#1 - JANVIER 2024
Interview : Philippe Peuch-Lestrade
Le rapport financier classique a vécu, place au rapport intégré ! Loin de se contenter de faire état des résultats financiers, il explique et projette la stratégie de l’entreprise et réconcilier résultats financiers et extra-financiers. Dès les années 1990, le consultant en stratégie d’entreprise, Philippe Peuch-Lestrade, en fut l’un des pionniers.

Philippe Peuch-Lestrade
Expert comptable et commissaire aux comptes
“Il n’y a pas d’un
côté le financier et
de l’autre l’extra-
financier : il y a une
performance globale”
Au début des années 1990, votre discours sur l’environnement ne devait pas avoir beaucoup d’écho…
Les gens ne comprenaient pas pourquoi j’en parlais. Que ce soient les acteurs publics ou privés. Mais comme j’étais l’un des associés gérants d’Arthur Andersen (ndlr : depuis EY), ils se disaient que je n’avais peut-être pas tort… Et peu à peu, je les ai convaincus. Un peu partout dans le monde, se sont constitués des cellules environnement, qui se sont ensuite élargies à la RSE. Mais en suivant d’abord une mauvaise piste : celle de la philanthropie et de la communication, ce qu’on a fini par appeler le « greenwashing ». Ce n’était pas la bonne voie, mais la locomotive avait démarré.
Selon vous, la vérité de la performance d’une entreprise passe par une « pensée intégrée »…
Oui. S’il n’y a pas de pensée intégrée, il n’y a pas d’entreprise. Une entreprise doit avoir une direction : où va-t-elle ? Tout ce qu’elle fait est illustratif d’une pensée. La pensée « intégrée », c’est la nécessité de penser pour une entreprise comme pour un particulier. C’est la nécessité, au moment où on formule cette pensée, d’asseoir sa réflexion sur un certain nombre de choses qui font partie de son environnement.
Pour une entreprise, c’est prendre en compte tout son écosystème ; pour un particulier c’est prendre en compte tous ses centres d’intérêt ou ses motivations. Si je change de logement, je vais réfléchir au prix du logement, à sa localisation géographique, au confort qu’il est susceptible de me procurer, à la décoration que je vais pouvoir y apporter, à la proximité ou non de commerces… Je vais multiplier les critères d’appréciation et je vais leur donner l’importance qu’ils méritent.

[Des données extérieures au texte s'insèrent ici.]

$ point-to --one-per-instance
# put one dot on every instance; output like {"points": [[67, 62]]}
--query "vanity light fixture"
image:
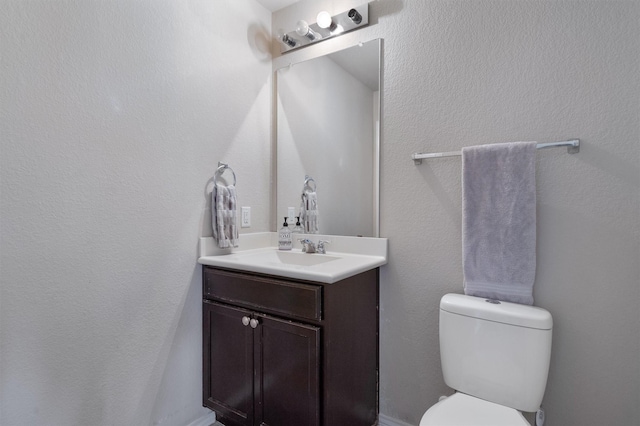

On pourrait dire que c’est à la fois penser plus large et penser plus loin ?
Exactement. Il y a deux dimensions : en largeur, ce sont les thèmes abordés. Et en profondeur, c’est « looking forward ». La pensée intégrée, c’est intégrer davantage de critères, à condition qu’ils soient significatifs. Beaucoup d’entreprises s’attachent souvent aux questions peu importantes. Elles sont, comme les pouvoirs publics, empêtrées dans une gestion à court-terme, parce qu’à chaque minute, il arrive un événement sur lequel on leur demande de se justifier.
Dans son livre « One Report », Robert Eccles le disait : il faut unifier, regrouper dans un process, toutes les informations contribuant à la performance de l’entreprise et expliquer la création de valeur dans la durée. C’est ça la pensée intégrée : une pensée qui s’appuie sur une documentation, la plus riche possible, une documentation intégrale et qui est en permanence bijective entre le financier et l’extra-financier. Il n’y a pas d’un côté le financier et de l’autre l’extra-financier : il y a une performance globale et il faut à tout prix corréler les deux.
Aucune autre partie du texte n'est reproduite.